With cold temperatures gripping my home State of New Jersey, my mind (and research) brings me to warmer locations. In a recent case,1 a federal court in Georgia held that an insured’s 11-month delay in filing a claim after a loss was not justified and provided the insurer with a reasonable ground to deny the claim.
In that case, the insured’s residence was substantially damaged during a fire in November of 2018. Plaintiff thereafter filed a claim with his insurer for damages from the fire in October of 2019. The insured claimed that he waited so long to file a claim with his insurer because of substance abuse issues that affected his memory, and that he was in such a distraught state of mind following the fire that he could not recall who his insurer was.

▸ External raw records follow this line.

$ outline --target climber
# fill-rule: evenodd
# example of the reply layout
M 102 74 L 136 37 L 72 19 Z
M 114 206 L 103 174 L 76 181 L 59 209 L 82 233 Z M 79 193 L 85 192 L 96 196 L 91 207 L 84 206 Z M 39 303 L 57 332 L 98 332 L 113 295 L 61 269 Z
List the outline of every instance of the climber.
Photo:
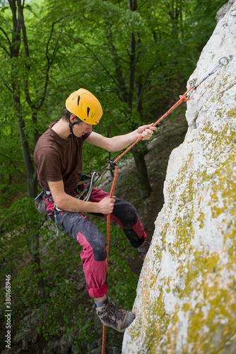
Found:
M 107 138 L 92 132 L 92 126 L 98 124 L 102 115 L 102 106 L 90 92 L 84 88 L 73 92 L 66 99 L 61 118 L 51 123 L 40 137 L 34 161 L 45 191 L 48 215 L 83 246 L 81 258 L 88 292 L 95 299 L 98 317 L 105 326 L 124 331 L 135 315 L 117 308 L 107 296 L 107 242 L 83 213 L 105 217 L 110 214 L 111 220 L 118 222 L 131 246 L 138 249 L 143 258 L 149 244 L 131 204 L 116 197 L 109 198 L 109 193 L 98 188 L 93 189 L 90 201 L 78 199 L 85 186 L 77 184 L 82 178 L 83 143 L 85 141 L 109 152 L 118 152 L 140 135 L 143 140 L 149 139 L 156 127 L 143 125 L 126 135 Z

After conducting its investigation, the insurer denied the claim for failure to comply with the “immediate notice” provision in the policy.
In the ensuing litigation for breach of the insurance contract, the trial court ultimately granted summary judgment to the insurer-finding that the insured violated a condition precedent of the policy to provide the insurer with “immediate notice” after a loss without sufficient justification for the delay.
In making its finding, the court rejected the following contentions of the insured that he believed demonstrated justification for his failure to give notice according to the terms of the policy:
- The “totality of the circumstances” for the insured in dealing with the effects of a recent divorce, aftermath of a foreclosure and struggling with substance abuse issues.
- The insured’s claim that he “forgot” his insurer’s identity and did not have physical possession of his policy.
- The insured’s alleged reliance on a telephone conversation with his mortgage company where he was allegedly advised that he had no insurance coverage.
This case underlies the importance of giving an insurer timely notice of a claim after a loss. If you are unsure as to the deadline for providing notice of a loss for your claim, check your policy. It should be noted that other states (such as New Jersey) require an insurer to show it has been prejudiced to relieve itself of liability for the insured’s breach of the notice provision. Click here for more information and a timeline for the claim process after a loss.
1 Currie v. Auto-Ins. Co., No. 1:20-CV-02160, 2021 WL 4354188 (N.D. Ga. Aug. 12, 2021).